La Bahía de Guanabara, donde se llevan a cabo las competencias de natación al aire libre y náutica, es un gigantesco cultivo de bacterias. Una nueva línea de metro que se suponía llevaría a los visitantes a los Juegos termina casi 13 kilómetros antes del destino final prometido.
La empresa de seguridad que fue contratada para requisar a los espectadores fue despedida hace 10 días por no cumplir con el contrato. Los organizadores pasaron apuros la semana para contratar y capacitar un equipo de reemplazo.
El mundo parece anonadado. No debería estarlo. Rio es un microcosmos del Brasil de Lula, donde la burocracia dirige las cosas de arriba abajo y los seres humanos son algo que se considera por añadidura. Lo único que falta en la analogía de Rio, hasta ahora, es la corrupción que floreció a nivel federal durante los 14 años de gobierno del PT.
Los políticos de Brasil aspiran a la grandeza del primer mundo pero insisten en preservar instituciones del tercer mundo. No es porque no entiendan la eficacia de las instituciones independientes y los pesos y contrapesos. Es precisamente porque la entienden.
El presidente Fernando Henrique Cardoso, del Partido de la Social Democracia Brasileña, fue una excepción a la regla. Durante su mandato de ocho años antes de Lula da Silva, Brasil descubrió la estabilidad macroeconómica usando políticas responsables del banco central, un tipo de cambio flotante y la meta de superávits fiscales. El banco central adoptó una mayor transparencia, previsibilidad y una meta de inflación, lo que generó confianza entre los mercados. El banco central también asumió un papel de supervisor de los bancos estatales para evitar el exceso de financiación del Estado o sus compinches.
Durante el gobierno de Lula da Silva y luego en el de Rousseff —quien ganó las elecciones en 2010 y 2014— el compromiso con la disciplina fiscal se erosionó gradualmente. La estatal Caixa Econômica Federal y el Banco Nacional de Desarrollo Económico y Social (BNDES) expandieron rápidamente el crédito. Esto era arriesgado y tenía el potencial de aumentar la inflación, pero el banco central ignoró el problema.

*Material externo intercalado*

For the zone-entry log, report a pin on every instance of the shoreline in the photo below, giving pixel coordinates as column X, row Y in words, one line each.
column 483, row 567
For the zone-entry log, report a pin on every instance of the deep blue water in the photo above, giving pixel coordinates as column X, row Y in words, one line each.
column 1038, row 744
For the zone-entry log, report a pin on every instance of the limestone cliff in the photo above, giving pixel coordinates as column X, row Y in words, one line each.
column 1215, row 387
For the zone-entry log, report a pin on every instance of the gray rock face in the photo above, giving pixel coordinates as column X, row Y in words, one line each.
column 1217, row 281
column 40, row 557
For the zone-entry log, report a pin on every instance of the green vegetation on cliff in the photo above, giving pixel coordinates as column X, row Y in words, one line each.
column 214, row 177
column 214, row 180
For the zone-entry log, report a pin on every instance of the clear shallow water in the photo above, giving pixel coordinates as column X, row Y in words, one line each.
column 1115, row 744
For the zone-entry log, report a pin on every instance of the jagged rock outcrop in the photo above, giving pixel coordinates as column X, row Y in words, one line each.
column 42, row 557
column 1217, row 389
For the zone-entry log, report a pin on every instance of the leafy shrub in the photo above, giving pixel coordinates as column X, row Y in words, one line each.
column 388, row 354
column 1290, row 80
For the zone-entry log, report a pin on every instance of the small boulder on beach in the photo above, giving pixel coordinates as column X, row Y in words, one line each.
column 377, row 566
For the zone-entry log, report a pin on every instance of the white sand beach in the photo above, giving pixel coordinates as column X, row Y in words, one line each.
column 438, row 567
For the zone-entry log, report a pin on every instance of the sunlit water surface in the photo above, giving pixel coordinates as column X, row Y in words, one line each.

Mientras Lula da Silva y luego Rousseff promovían Brasil como un país de clase mundial, hicieron poco por reducir la carga del gobierno sobre los emprendedores. La clasificación del Banco Mundial de 2016 sobre la facilidad de hacer negocios en 189 países coloca a Brasil en el puesto 174 en la categoría de “apertura de una empresa”, 169 en la de “obtención de permisos de construcción”, 130 en “registro de la propiedad”, 178 en el “pago de impuestos” y 145 en “comercio transfronterizo”. Esto no suena a superpotencia.
A finales de julio, Lula da Silva fue acusado por un tribunal federal de Brasil de obstrucción a la justicia en una investigación de corrupción. Rousseff enfrenta un juicio político de destitución por maquillar las cuentas del gobierno y actualmente está bajo el enjuiciamiento del Senado. Si el fraude político por llevar a una nación a la ruina fuera un delito, los dos ya habrían sido condenados.